Friday, July 27, 2018

Ve'ethchanan: (The Quality of )Mercy

Ve'ethchanan: (The Quality of )Mercy

The parsha opens with Moshe's plea to enter the Promised Land, to obtain the reward the he had hoped for. The plea is rejected. 

"None like Moshe will arise again in Israel."  This is a line in Yigdal, the devotional hymn that opens the daily prayer  service.  Even Moshe-  who talked to Gd, who wrote the Torah, who overcame his dread and led the Israelites out of Egypt - does not obtain the prize he had hoped for. 
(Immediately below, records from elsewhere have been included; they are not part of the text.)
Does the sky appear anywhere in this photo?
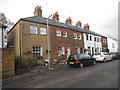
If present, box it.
[0,0,119,40]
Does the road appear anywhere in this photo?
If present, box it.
[3,60,118,88]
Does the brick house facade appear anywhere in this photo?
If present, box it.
[7,5,108,60]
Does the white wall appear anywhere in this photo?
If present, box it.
[83,33,102,54]
[107,37,118,52]
[83,33,95,54]
[94,36,102,53]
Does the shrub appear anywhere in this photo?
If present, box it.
[37,56,44,60]
[25,58,36,68]
[37,60,45,65]
[14,57,26,73]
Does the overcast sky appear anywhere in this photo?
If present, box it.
[0,0,119,40]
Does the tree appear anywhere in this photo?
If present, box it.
[0,12,14,29]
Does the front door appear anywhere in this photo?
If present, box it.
[66,47,70,58]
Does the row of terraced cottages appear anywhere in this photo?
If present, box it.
[7,5,108,60]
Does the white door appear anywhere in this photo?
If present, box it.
[66,47,70,58]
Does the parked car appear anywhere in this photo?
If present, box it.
[109,52,118,60]
[116,52,120,59]
[67,53,96,68]
[110,52,120,60]
[93,52,113,62]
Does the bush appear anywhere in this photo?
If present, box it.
[25,58,36,68]
[14,57,26,73]
[37,60,45,65]
[37,56,44,60]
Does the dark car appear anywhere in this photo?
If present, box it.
[109,52,120,60]
[67,53,96,68]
Most of the remainder of the parsha  is an exhortation to follow the commandments... so that you will obtain the reward.  If  you scrupulously carry out the mitzvoth, you will prosper in the land.  We, who cannot conceive of  the purity that Moshe attained will receive  as  payment for our puny actions and abstentions, that which was denied our foundational leader!  That is hard to believe!

Actually, the situation is different.  Entry into the land was not promised to Moshe.  For him, participating in the conquest of the Canaanite lands was a codicil, not part of the original contract.  For the audience of the parsha, life in the land of milk and honey is the basis of the agreement.  The parsha  is merely pointing out the conditions for fulfillment of the contract.  The Ten Commandments and the Shema are the way to avoid a breech. 

The plea, tachanun, is a request to go beyond the prior agreement.  What is the message of Gd's refusal to do so for Moshe?   How poignant  is the plea of  Portia in the Merchant of Venice?  What does our Tachanun mean, when Moshe's is rejected?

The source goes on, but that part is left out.